DFO and how it handled observer’s and concerns.

OldBlackDog

Well-Known Member
Please note who really got this going.

‘Shut him down’​

A week into 2020, Misty MacDuffee, the wild salmon program director at the Raincoast Conservation Foundation, reached out to The Narwhal with a tip. MacDuffee had heard from an observer that people in his position were being mistreated at sea, and that it had major consequences for how bycatch — sea life that is unintentionally caught and sometimes has to be discarded — is reported.

“I think it is atrocious and needs to be exposed,” MacDuffee wrote in her email.

That email set off the investigations that would run, respectively, in The Narwhal five months later and in VICE a year later


 
As an ex commercial fisherman I can atest to the accuracy of the facts of this article. The treatment of trawler observers was also applicable on trollers, gillnetters and seiners. Observers are a threat to the fishery they are observing and are treated as such. In response to this DFO has moved to camera requirements for many fisheries.
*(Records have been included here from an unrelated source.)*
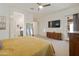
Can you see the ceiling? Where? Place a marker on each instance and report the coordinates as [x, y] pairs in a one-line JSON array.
[[33, 7]]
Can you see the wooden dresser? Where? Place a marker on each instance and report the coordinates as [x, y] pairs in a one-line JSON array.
[[74, 44], [54, 35]]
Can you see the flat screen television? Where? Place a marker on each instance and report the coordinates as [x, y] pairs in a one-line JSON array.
[[54, 24]]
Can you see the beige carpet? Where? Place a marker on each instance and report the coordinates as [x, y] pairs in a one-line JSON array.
[[61, 47]]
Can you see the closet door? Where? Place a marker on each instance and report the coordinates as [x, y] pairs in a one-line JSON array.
[[76, 22], [29, 29]]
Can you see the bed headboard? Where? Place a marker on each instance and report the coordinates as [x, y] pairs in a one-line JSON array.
[[54, 35]]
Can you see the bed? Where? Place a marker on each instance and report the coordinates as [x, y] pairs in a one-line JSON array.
[[26, 46]]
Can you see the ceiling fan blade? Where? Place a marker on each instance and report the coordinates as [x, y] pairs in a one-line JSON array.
[[39, 3], [46, 5]]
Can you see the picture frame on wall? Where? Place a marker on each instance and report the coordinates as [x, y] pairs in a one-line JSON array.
[[2, 22]]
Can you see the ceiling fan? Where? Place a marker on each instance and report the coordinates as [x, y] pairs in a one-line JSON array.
[[42, 5]]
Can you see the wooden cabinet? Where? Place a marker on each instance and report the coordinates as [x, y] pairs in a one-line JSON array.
[[74, 44]]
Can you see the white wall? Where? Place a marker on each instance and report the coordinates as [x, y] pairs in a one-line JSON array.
[[43, 21], [4, 11]]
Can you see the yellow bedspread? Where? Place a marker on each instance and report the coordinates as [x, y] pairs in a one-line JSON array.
[[26, 46]]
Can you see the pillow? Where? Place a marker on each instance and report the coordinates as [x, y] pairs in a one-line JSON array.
[[1, 44]]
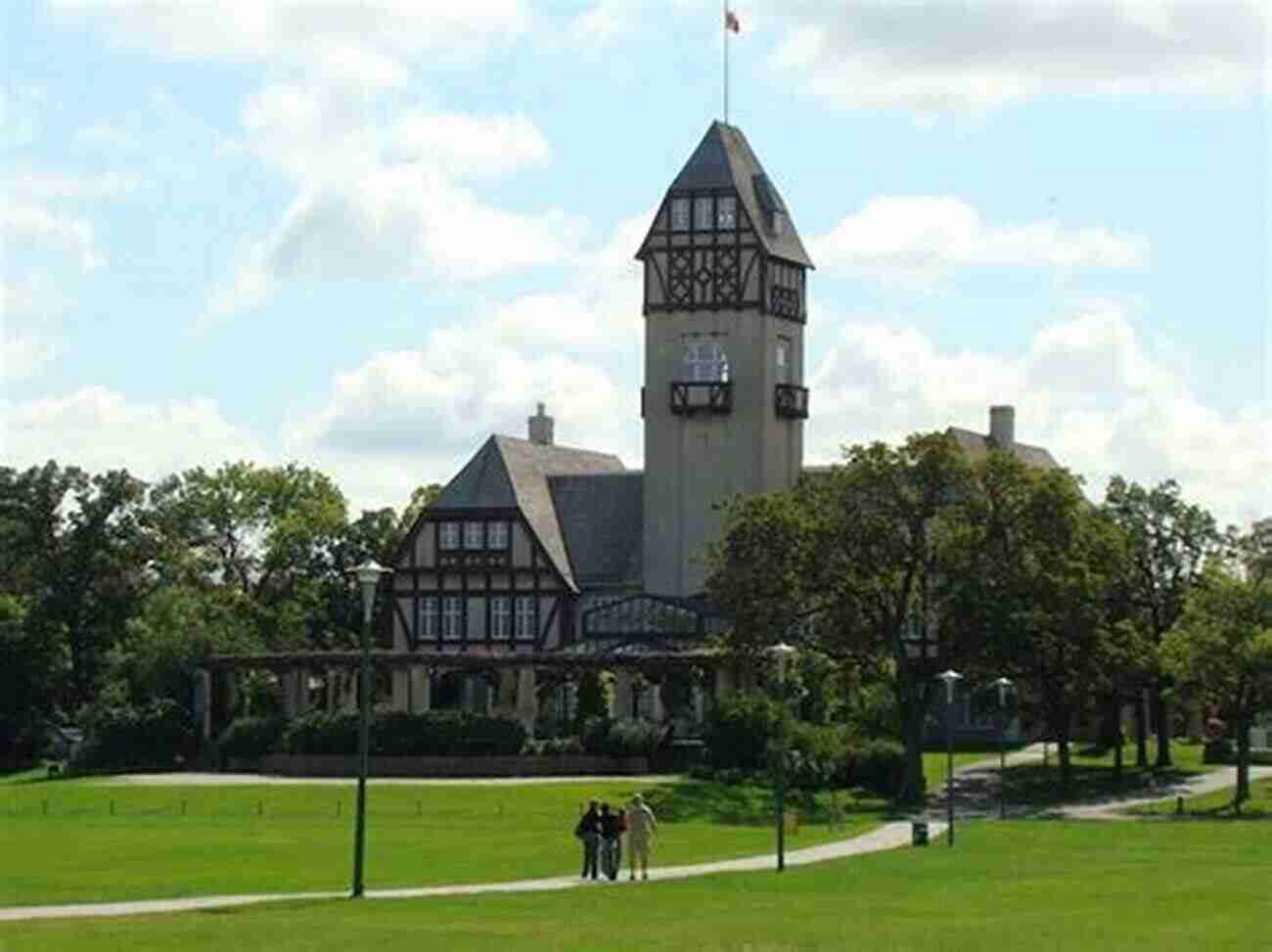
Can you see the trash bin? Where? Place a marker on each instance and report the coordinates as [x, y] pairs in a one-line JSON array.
[[919, 832]]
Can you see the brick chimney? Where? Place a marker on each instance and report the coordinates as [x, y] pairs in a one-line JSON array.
[[539, 428], [1003, 426]]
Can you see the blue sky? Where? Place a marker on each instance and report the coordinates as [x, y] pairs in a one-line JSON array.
[[367, 234]]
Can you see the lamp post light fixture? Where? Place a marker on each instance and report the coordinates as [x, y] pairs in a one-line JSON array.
[[368, 575], [1004, 685], [781, 653], [950, 678]]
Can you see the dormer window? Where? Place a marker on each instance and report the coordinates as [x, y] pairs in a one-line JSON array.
[[703, 219], [726, 212], [679, 214]]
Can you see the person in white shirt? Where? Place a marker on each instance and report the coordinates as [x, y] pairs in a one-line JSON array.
[[641, 829]]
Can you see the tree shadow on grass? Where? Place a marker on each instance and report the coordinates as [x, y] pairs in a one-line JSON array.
[[1038, 786], [751, 804]]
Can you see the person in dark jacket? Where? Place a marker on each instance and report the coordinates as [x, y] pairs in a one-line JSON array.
[[588, 832], [611, 841]]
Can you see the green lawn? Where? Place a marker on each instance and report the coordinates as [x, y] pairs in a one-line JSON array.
[[60, 841], [1038, 886]]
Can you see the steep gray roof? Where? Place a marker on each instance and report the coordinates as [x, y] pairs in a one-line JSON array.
[[978, 445], [724, 159], [508, 473], [602, 519]]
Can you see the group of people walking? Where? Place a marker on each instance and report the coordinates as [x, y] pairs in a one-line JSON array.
[[602, 830]]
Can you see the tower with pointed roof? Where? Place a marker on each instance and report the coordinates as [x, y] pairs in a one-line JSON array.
[[724, 400]]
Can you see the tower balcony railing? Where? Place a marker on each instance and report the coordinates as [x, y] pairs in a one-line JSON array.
[[790, 401], [691, 397]]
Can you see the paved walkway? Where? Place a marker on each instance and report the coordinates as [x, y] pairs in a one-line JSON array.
[[192, 779]]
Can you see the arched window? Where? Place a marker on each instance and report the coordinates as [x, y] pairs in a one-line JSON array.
[[704, 362]]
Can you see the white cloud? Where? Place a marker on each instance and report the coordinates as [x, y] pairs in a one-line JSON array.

This takes away any ambiguity.
 
As an ex commercial fisherman I can atest to the accuracy of the facts of this article. The treatment of trawler observers was also applicable on trollers, gillnetters and seiners. Observers are a threat to the fishery they are observing and are treated as such. In response to this DFO has moved to camera requirements for many fisheries. This takes away any ambiguity.
Appreciate your honesty. One would hope that the new electronic monitoring system is foolproof and that in the event of a malfunction the fishing activity must come to an end. This would ensure that the recorded catch matches the delivered catch and make it impossible to fish without accurate oversight.
 
As an ex commercial fisherman I can atest to the accuracy of the facts of this article. The treatment of trawler observers was also applicable on trollers, gillnetters and seiners. Observers are a threat to the fishery they are observing and are treated as such.

Not in all troll fisheries...

One of the first things I did simply to be doing something when we moved down from the Arctic was to sign up as an Observer on a special Area G Research Project. I found it to be quite enjoyable. Heard rumors of what this article refers to, so discussed that with many of the skippers I had become friends with. At that time Archipelago was running the observer's with Area G, and yes, there are many many complaints (from the fisherman's side). So, I decided to do something about that...

The next year I had already formed my Consulting Company, and recruited enough ex skippers / deckhands to fill the required numbers of observers. Put in a bid (bid basically for wages that year) and beat out the competition. Only once in the many years after that did Archipelago place a countering bid. My response was to inform them to withdraw that, or I would take away their dragger contracts with exactly the same methods. They complied.

Our team enjoyed a very good working relationship with the fleet for many many years.
In fact many strong friendships developed as a consequence, including myself and the Skipper I still work with (not as an observer) today.

I understand that what the article describes occurred in sufficient numbers to warrant the examination of that.
But it most certainly wasn't the case in ours.